New Jersey Transit also suspended rail service, except for the Atlantic City Line, Wednesday.
In Passaic, N.J., the city's Mayor Hector Lora reported at least one man in his 70s died after the car he was riding in was overtaken by water.
Rain was not New Jersey's only concern Wednesday.
The National Weather Service confirmed at least one tornado seriously damaged homes in Mullica Hill, in southern New Jersey near Philadelphia. One video shared online showed at least one home completely destroyed.
"Just spoke with Harrison Township Mayor Lou Manzo about the devastating tornado that ripped through the Mullica Hill community and surrounding area tonight," New Jersey Gov. Phil Murphy tweeted. "We're closely monitoring the situation and will do whatever is needed to support the response & recovery in the days ahead."
Flooding was also a serious issue.
Residents in parts of Trenton, New Jersey were urged to evacuate after city officials said the Delaware River posed a serious flooding risk--the first of its kind in 10 years. The effected areas impacted at least 500 homes.
Captain Jason Astbury of the Trenton Police Department told those residents they should at least be prepared to be gone for potentially two days until floodwaters are cleared.
Southwestern Connecticut also suffered flooding, and police in Fairfield reported "numerous" vehicles were submerged or stuck, according to Connecticut Public Radio. Many school districts have either canceled or delayed classes for Thursday.
"Many Connecticut roads were impassable due to flooding as of Thursday morning, including I-395 Northbound in Waterford," the station reports. "Both Amtrak and MetroNorth suspended rail service in Connecticut."

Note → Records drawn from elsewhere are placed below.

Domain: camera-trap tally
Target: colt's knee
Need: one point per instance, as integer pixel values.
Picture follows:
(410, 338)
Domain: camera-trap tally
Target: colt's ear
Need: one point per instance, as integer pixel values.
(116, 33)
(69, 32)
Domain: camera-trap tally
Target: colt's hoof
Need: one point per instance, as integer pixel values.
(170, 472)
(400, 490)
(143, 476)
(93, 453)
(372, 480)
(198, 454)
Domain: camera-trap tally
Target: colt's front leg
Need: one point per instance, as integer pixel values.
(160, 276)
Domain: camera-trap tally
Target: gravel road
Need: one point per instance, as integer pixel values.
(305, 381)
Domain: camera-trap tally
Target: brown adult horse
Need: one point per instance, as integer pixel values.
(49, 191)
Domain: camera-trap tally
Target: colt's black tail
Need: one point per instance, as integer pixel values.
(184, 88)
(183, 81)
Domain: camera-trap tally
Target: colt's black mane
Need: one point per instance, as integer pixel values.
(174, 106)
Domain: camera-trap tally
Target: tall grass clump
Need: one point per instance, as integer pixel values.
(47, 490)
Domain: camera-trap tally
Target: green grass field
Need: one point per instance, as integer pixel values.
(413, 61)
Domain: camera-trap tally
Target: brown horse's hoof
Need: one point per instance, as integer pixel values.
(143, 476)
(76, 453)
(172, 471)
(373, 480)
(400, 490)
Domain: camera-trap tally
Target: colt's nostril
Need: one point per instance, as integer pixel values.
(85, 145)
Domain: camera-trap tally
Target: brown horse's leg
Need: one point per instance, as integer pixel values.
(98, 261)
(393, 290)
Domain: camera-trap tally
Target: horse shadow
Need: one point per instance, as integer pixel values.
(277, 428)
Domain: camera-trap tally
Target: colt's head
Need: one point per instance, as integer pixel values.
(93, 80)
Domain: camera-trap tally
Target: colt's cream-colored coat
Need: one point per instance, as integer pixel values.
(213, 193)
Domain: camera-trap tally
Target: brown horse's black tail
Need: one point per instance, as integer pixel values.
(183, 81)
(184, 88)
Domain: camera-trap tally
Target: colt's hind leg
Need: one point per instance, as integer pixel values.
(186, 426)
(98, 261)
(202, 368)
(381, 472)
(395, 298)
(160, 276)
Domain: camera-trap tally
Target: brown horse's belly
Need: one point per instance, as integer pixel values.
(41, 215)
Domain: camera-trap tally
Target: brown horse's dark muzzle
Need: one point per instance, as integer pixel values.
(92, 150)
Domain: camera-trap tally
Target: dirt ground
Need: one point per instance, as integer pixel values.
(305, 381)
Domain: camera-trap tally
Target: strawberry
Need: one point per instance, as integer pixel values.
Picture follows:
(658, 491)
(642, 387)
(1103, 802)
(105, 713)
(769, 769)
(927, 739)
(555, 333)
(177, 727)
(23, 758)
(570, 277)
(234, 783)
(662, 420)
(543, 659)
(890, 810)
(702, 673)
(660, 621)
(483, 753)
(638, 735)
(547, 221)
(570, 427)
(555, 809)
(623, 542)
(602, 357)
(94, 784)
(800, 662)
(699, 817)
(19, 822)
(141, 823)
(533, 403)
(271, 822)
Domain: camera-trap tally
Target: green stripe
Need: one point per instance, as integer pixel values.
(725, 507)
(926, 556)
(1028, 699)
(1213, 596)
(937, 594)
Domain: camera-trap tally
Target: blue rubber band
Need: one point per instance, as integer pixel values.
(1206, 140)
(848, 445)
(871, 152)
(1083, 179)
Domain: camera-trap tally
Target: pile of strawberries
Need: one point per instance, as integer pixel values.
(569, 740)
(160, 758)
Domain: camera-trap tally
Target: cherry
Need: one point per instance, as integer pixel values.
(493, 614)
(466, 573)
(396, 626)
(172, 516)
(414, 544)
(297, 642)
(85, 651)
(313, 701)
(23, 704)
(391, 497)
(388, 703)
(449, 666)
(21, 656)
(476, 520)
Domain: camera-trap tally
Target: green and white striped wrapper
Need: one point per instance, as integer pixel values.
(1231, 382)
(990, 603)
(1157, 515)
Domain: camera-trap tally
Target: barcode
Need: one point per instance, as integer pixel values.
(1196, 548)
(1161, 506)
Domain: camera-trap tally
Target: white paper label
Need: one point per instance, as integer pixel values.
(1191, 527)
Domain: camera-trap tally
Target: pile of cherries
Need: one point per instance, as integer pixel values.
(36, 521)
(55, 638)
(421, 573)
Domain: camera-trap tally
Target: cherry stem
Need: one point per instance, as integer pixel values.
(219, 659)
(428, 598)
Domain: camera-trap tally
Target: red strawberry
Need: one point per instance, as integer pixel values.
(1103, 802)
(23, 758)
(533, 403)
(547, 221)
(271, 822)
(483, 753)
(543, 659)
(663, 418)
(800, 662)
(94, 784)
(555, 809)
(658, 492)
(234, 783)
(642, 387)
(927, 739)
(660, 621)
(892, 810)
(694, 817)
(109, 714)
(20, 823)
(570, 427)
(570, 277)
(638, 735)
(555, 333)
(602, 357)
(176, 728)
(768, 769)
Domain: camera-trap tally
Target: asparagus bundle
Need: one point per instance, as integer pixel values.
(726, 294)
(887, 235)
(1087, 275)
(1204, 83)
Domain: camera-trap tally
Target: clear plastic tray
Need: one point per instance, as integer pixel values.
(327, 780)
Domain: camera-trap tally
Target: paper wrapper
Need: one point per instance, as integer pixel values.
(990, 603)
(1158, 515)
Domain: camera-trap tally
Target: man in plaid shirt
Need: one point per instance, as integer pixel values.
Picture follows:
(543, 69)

Multiple tornados touched down in Maryland and Pennsylvania Wednesday.
Local news channel ABC6 reported that one woman died in southeastern Pennsylvania after a tree came down onto a home.

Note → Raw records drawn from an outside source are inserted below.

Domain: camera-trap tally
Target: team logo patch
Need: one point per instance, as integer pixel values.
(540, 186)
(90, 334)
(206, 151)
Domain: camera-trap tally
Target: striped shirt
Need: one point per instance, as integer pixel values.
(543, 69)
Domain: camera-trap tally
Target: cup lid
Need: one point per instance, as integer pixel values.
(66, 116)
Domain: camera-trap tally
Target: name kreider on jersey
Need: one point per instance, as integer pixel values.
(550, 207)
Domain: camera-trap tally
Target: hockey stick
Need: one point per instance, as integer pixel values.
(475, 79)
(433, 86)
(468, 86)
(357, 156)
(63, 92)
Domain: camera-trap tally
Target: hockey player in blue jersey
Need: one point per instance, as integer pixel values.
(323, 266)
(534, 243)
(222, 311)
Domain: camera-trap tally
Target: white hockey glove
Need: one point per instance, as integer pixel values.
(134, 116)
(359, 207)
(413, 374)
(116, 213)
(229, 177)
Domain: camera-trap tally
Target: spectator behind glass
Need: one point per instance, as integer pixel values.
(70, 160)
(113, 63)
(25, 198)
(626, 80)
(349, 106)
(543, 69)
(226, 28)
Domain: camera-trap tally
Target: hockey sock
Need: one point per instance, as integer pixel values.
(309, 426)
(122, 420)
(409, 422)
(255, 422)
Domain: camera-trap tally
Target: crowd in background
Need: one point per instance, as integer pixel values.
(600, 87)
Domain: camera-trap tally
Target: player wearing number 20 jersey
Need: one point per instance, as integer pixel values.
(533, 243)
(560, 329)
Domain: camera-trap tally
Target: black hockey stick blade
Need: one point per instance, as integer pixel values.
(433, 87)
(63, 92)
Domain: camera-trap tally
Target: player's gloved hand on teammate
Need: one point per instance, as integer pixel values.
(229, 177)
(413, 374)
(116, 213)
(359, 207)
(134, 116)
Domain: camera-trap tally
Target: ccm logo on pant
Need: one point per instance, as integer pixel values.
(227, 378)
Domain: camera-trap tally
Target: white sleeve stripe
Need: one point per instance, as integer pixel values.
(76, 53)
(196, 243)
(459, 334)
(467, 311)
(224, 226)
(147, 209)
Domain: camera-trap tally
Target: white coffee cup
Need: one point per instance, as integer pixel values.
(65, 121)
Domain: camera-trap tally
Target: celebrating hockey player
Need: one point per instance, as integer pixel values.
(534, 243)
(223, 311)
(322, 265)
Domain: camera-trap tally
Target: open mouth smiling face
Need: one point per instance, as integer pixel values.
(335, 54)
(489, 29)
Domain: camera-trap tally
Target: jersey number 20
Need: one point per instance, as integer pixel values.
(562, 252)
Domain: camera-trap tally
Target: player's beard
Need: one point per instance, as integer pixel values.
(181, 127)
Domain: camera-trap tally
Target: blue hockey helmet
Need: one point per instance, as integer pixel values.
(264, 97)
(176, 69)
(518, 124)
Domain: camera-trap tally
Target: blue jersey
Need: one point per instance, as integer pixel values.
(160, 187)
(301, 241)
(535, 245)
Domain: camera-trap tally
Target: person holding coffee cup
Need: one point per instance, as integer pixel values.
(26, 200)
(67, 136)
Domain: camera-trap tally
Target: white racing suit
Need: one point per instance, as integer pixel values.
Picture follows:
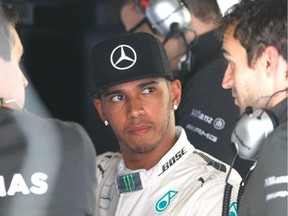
(185, 182)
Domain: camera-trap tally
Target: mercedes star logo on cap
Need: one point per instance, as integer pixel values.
(123, 57)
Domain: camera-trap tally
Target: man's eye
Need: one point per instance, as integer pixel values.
(148, 90)
(117, 98)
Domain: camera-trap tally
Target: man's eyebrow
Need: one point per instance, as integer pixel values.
(142, 85)
(107, 93)
(225, 52)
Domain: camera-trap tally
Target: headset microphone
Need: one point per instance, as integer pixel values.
(252, 128)
(2, 102)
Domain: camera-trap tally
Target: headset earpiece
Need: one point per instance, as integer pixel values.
(141, 5)
(250, 130)
(161, 14)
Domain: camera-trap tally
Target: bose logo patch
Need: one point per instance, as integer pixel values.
(173, 160)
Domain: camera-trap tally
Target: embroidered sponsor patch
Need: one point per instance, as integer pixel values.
(233, 209)
(129, 182)
(165, 200)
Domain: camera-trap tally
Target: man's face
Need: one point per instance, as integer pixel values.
(140, 113)
(249, 86)
(12, 80)
(175, 47)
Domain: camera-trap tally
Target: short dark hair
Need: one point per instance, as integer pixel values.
(205, 10)
(258, 24)
(8, 18)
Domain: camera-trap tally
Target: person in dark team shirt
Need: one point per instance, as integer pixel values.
(255, 45)
(47, 167)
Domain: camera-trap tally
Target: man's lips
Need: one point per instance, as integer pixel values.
(139, 129)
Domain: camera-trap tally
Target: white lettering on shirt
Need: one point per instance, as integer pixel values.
(18, 185)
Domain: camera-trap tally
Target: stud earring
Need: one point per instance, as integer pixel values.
(175, 106)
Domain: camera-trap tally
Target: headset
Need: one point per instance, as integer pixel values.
(166, 16)
(162, 15)
(250, 130)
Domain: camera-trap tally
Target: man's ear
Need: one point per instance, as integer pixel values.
(176, 92)
(271, 59)
(99, 106)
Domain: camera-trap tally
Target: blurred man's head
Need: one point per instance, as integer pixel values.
(255, 45)
(203, 19)
(12, 80)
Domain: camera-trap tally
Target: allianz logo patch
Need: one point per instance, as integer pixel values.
(165, 200)
(217, 123)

"We were struck very hard with significant damage to the township building, to the high school, multiple homes, buildings at Temple's Ambler campus, and right now we really don't know exactly how bad the damage is," Upper Dublin Township Manager Paul Leonard told ABC6.
Pennsylvania recorded more than 97,000 power outages on Thursday morning.
Earlier on Wednesday, a tornado touched down in Anne Arundel County, Maryland, causing serious damage to homes and businesses. The National Weather Service confirmed that a tornado touched down in Annapolis at 2:15 p.m. Heavy rains also caused isolated flooding in the towns of Rockville and Frederick.
Floodwaters were blamed for the death of a 19-year-old man in Rockville, Md., early Wednesday morning. Melkin Daniel Cedillo drowned in the flooding at Rock Creek Woods Apartments, according to Montgomery County Police. Residents of that building were forced to evacuate.
NPR's Jasmine Garsd contributed to this report.